2009年02月03日(火) 13時21分
日銀が銀行保有株買い取りを再開、2010年4月末まで総額1兆円(ロイター)
[東京 3日 ロイター] 日銀は3日、金融機関保有株式の買い入れを再開すると発表した。株価下落により、金融機関の株式保有リスクが高まっていることから、年度末を控えたこの時期に買い入れを再開することで、金融システムの安定確保に向け全力を挙げる。
月内の実施を目指す。
3日開催の政策委員会・通常会合で決定した。
買入総額は1兆円。買入期間は2010年4月末までとし、2012年3月末まで市場売却しない。対象株式は発行企業の格付けがBBB─(トリプルBマイナス)格相当以上で、取引所における売買成立日数が年間200日以上あり、かつ売買累積額が年間200億円以上のものに限定する。

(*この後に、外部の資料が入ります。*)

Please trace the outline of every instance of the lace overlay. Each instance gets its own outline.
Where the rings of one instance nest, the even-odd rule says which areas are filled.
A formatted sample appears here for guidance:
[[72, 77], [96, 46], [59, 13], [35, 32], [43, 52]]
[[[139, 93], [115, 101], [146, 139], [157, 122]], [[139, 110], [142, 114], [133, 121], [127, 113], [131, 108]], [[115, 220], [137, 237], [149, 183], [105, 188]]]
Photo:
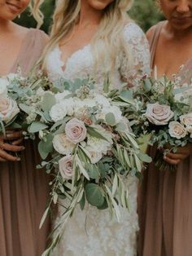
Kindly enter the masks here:
[[[124, 54], [117, 56], [113, 84], [120, 88], [124, 81], [136, 85], [146, 70], [150, 70], [150, 52], [146, 37], [134, 23], [129, 23], [124, 29], [124, 38], [132, 56], [133, 64], [127, 67]], [[64, 68], [64, 69], [63, 69]], [[98, 68], [99, 69], [99, 68]], [[56, 46], [47, 59], [48, 75], [53, 82], [59, 77], [74, 80], [89, 75], [94, 77], [100, 90], [104, 80], [101, 70], [94, 73], [91, 46], [86, 45], [74, 52], [66, 63], [61, 60], [61, 51]], [[122, 219], [117, 223], [111, 219], [108, 210], [98, 210], [86, 205], [82, 211], [77, 208], [65, 226], [63, 236], [53, 252], [54, 256], [136, 256], [136, 236], [138, 231], [137, 214], [137, 180], [129, 177], [126, 181], [129, 192], [129, 211], [121, 210]], [[62, 202], [61, 202], [62, 203]], [[59, 206], [56, 224], [63, 208]]]

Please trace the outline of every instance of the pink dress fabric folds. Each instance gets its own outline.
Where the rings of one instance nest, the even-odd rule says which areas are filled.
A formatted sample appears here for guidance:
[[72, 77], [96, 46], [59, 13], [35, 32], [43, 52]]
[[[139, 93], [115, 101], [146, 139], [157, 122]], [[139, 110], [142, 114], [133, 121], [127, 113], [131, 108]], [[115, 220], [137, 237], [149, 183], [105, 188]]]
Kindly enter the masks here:
[[[163, 24], [156, 25], [150, 42], [151, 66]], [[192, 70], [192, 57], [181, 73], [187, 69]], [[150, 153], [155, 157], [155, 148]], [[150, 165], [139, 188], [138, 214], [139, 256], [192, 255], [192, 156], [177, 171], [160, 171]]]
[[[39, 59], [46, 34], [30, 29], [10, 73], [18, 65], [24, 75]], [[49, 223], [39, 230], [46, 206], [49, 181], [40, 163], [37, 143], [25, 141], [20, 162], [0, 162], [0, 255], [40, 256], [46, 246]]]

対象金融機関は日銀当座預金取引先銀行のうち、1)株式等保有額が自己資本(Tier1)の5割を超える先、もしくは株式等保有額が5000億円を超える先、2)自己資本比率規制上、国際統一基準を採用している先──のいずれか。金融機関ごとの買入上限は2500億円。
日銀はこれまで、銀行の株式保有リスクの削減という観点から、関与し得る手立てがあるかどうかについて慎重に検討してきたが、「国際金融資本市場における緊張の持続が、株価の下落や信用コストの高まり等を通じて、資金仲介機能と金融機関経営の両面に大きな影響を及ぼしている」と判断、買い入れ再開に踏み切った。
ただ、実際に利用されるかどうかは不透明だ。亀崎英敏審議委員は昨年12月25日の会見で「現時点での金融機関の株式保有スタンスをうかがうと、日銀による株式買い入れ再開を利用して、保有株式を売却したいとの具体的なニーズはあまり聞かれていない」と発言している。